OPINIÓN. “La Lupa”. “Paradojas” por Mila Guerrero

    Suelo tener la sensación de que el ser humano, es, en esencia, una complicada paradoja. De naturaleza contradictoria por antonomasia, no pierde oportunidad para reafirmarse en tal característica. De hecho, a medida que evolucionan los tiempos, parece que se acrecienta más esa capacidad de regir y comportarse con distinto criterio ante similares circunstancias, o de realizar actos que parecen inconciliables, dependiendo de factores, si no aleatorios, al menos a primera vista, sin mucho sentido.

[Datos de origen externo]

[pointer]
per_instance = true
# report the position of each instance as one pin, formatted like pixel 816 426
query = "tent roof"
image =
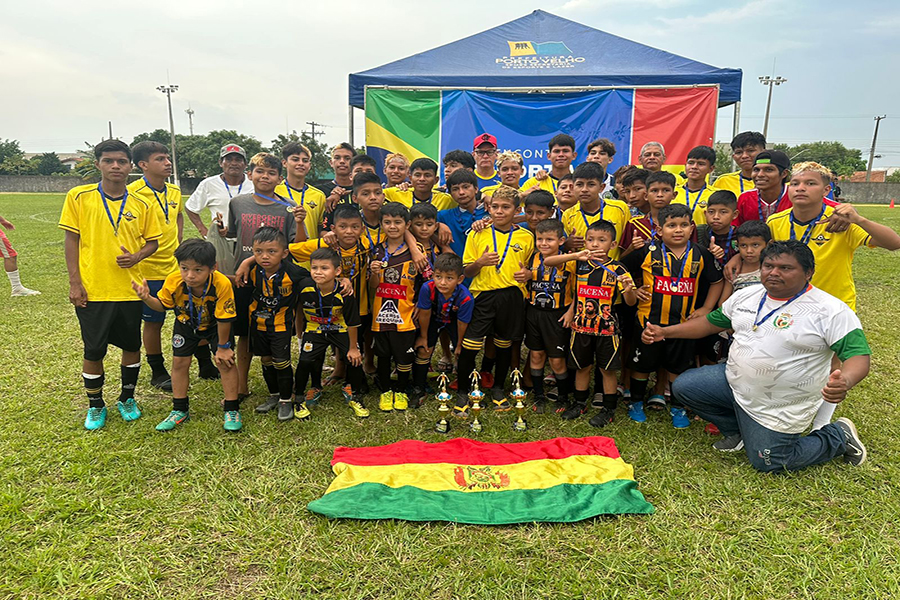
pixel 547 51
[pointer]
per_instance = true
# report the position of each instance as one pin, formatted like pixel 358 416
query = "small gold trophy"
pixel 517 399
pixel 475 397
pixel 443 425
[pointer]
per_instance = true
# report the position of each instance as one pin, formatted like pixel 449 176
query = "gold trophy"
pixel 475 397
pixel 443 425
pixel 517 399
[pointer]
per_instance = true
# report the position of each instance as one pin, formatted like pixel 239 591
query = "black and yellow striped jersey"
pixel 275 297
pixel 200 312
pixel 674 281
pixel 329 312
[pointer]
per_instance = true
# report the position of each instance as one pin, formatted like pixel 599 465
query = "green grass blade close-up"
pixel 128 512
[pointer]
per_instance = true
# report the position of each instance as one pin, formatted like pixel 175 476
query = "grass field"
pixel 130 513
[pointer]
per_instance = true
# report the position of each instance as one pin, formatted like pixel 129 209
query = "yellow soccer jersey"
pixel 616 212
pixel 514 247
pixel 354 265
pixel 833 252
pixel 166 205
pixel 311 198
pixel 734 182
pixel 217 303
pixel 697 201
pixel 100 240
pixel 439 200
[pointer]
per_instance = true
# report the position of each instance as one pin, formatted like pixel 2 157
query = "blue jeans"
pixel 707 393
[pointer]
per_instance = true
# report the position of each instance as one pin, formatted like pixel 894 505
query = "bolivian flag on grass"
pixel 466 481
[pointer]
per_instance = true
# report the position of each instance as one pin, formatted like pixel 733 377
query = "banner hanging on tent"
pixel 431 123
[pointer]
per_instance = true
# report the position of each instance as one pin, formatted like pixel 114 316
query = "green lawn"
pixel 127 512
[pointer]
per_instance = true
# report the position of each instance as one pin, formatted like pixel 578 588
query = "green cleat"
pixel 129 410
pixel 232 420
pixel 176 417
pixel 95 419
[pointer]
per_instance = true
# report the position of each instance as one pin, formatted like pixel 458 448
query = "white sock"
pixel 823 416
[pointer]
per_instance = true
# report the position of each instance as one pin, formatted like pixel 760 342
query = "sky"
pixel 266 68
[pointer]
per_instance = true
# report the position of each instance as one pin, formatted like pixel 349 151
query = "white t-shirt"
pixel 215 194
pixel 778 371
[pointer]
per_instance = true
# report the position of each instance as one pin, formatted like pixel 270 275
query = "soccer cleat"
pixel 386 402
pixel 285 410
pixel 680 419
pixel 359 409
pixel 176 417
pixel 301 412
pixel 232 420
pixel 95 419
pixel 313 396
pixel 575 410
pixel 129 410
pixel 603 418
pixel 270 403
pixel 636 412
pixel 731 443
pixel 856 452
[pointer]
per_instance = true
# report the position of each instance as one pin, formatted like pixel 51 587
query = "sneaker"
pixel 301 411
pixel 270 403
pixel 603 418
pixel 856 452
pixel 731 443
pixel 162 381
pixel 313 395
pixel 20 292
pixel 636 412
pixel 95 419
pixel 285 410
pixel 386 402
pixel 656 402
pixel 176 417
pixel 359 409
pixel 129 410
pixel 232 420
pixel 574 411
pixel 680 419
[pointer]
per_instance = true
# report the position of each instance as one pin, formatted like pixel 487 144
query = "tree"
pixel 834 155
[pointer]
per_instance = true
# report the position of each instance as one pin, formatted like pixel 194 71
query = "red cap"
pixel 484 138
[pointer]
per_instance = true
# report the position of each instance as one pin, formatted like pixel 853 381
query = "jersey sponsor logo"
pixel 672 287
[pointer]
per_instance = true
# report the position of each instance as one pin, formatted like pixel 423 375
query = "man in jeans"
pixel 777 373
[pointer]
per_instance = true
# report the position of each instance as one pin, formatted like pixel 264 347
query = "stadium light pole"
pixel 769 81
pixel 168 90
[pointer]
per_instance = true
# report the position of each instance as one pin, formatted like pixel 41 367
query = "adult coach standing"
pixel 778 366
pixel 215 193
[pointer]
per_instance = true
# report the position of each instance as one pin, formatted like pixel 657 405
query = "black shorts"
pixel 185 339
pixel 397 345
pixel 313 345
pixel 604 351
pixel 498 313
pixel 243 296
pixel 105 323
pixel 544 332
pixel 276 344
pixel 675 356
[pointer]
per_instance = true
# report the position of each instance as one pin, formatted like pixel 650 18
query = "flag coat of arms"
pixel 467 481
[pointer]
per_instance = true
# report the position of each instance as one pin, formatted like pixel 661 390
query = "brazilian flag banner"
pixel 467 481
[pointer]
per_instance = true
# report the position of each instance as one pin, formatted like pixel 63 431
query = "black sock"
pixel 129 381
pixel 638 389
pixel 157 366
pixel 93 387
pixel 537 382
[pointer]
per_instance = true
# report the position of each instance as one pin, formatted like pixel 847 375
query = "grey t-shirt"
pixel 245 216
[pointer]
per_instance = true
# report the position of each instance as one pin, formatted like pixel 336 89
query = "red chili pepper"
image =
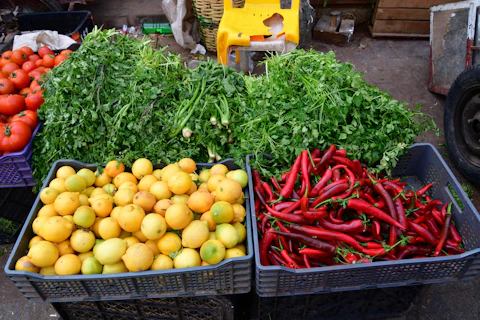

    Apartamos a los más tiernos infantes de todo contacto con lo que consideramos violencia. Los sobreprotegemos denodadamente. Los mimamos, no nos atrevemos a contrariarlos siquiera, el peligro de los traumas acecha tras la puerta y, por supuesto, andamos lejos incluso de mencionar, no digamos ya de hablarles de la muerte. Hasta hemos llegado a transformar los cuentos tradicionales – una de cuyas funciones ancestrales consiste en enseñar a los niños los peligros básicos de la existencia -, en historias de bondades y fiesta.  En el cuento de garbancito, la madre valiente, en mis tiempos, empuñaba un cuchillo, y, rajando la barriga del buey, liberaba a su hijo. Ahora lo que esgrime es una pluma, le hace cosquillas en la nariz al animal que se ha tragado al niño, el animal estornuda, lo expulsa, y ya no hay necesidad de heroicidad carnicera (guardo un ejemplar de esta historia en mi biblioteca, por si hubiera algún lector incrédulo).  Con la historia de Caperucita hemos hecho ya bastantes veces de su capa un sayo, y las versiones fluctúan entre las que el cazador ya no tiene necesidad de matar a nadie, o las que todos se van de fiesta, incluso las hay con lobo vegetariano, rizando el rizo de la inverosimilitud más ñoña: el mundo es bueno, la muerte no existe.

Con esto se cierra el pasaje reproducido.